Archbishop Sean P. O’Malley also announced that St. Bernard Parish in Newton, officially closed on Oct. 25, then granted an extension, will reopen and enter a period of re-evaluation with three other Newton parishes to determine if one should eventually close.

The announcement follows months of resistance, including round-the-clock vigils at St. Bernard and seven other of the 83 Roman Catholic churches the archdiocese planned to close or consolidate. The closures announced in May come in response to declining attendance, a shortage of priests and financial pressure caused in part by the clergy sex abuse crisis.

O’Malley said the changes involving five parishes grew out of consultations with an external committee he formed to find ways to improve the reconfiguration process.

“In keeping with my commitment to study the impact of new information on previously announced parish closing decisions, I have modified the reconfiguration plans for Newton and Plymouth,” O’Malley said in a statement issued minutes before the changes were announced by diocesan officials to parishioners.

The archdiocese said in a statement that the decision to reverse the closure of Blessed Kateri Tekawitha Parish in Plymouth came about because of “a better understanding of the dramatic residential development and corresponding population growth in Plymouth.”

The archdiocese said the church’s facilities on the west side of the town south of Boston “have the capacity to grow to provide for the needs of the Catholics of West Plymouth in the years ahead.”

In Newton, St. Bernard, along with Corpus Christi, Mary Immaculate of Lourdes and St.
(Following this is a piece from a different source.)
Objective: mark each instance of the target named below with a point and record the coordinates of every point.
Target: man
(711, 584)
Philip Neri, will “enter into a period of re-evaluation and to provide recommendations within the next year.”

St. Bernard’s will immediately resume operations as a fully functioning church.
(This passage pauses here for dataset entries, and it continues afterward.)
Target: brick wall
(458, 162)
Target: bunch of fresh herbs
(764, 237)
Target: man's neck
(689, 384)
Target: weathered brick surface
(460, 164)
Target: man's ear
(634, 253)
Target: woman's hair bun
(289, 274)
O’Malley said new information about how parishioners are divided among parishes in Newton and neighboring communities prompted the move to review the closure.

O’Malley will appoint two priests to be administrators for the four affected Newton parishes during the reconsideration period and will make “a recommendation for providing pastoral care in an ongoing and stable manner,” the archdiocese said.

Several of the churches scheduled to close have argued the process is flawed because it has resulted in the closing of vibrant and financially healthy parishes.

While many have shut down quietly as scheduled, parishioners in eight have refused to leave the buildings by holding round-the-clock vigils. While the archdiocese has not taken action against any of the parishioners holding vigils, a 69-year-old man was arrested last month for refusing to leave a closing parish in Winchester. On the archdiocese’s recommendation, prosecutors did not charge the man.

The first parish to start a round-the-clock vigil, St. Albert the Great in Weymouth, celebrated the 100th day of that sit-in with a series of events on Dec. 5.

Tuesday’s announcement marked the first reversal of a decision to close a parish, but not the first time the archdiocese has considered such a move.

On Nov. 15, six churches were granted extensions delaying plans to shut them down.

The extensions, which came at the request of pastors, were granted so the archdiocese could better explain its process, and to make the transition to new parishes smoother.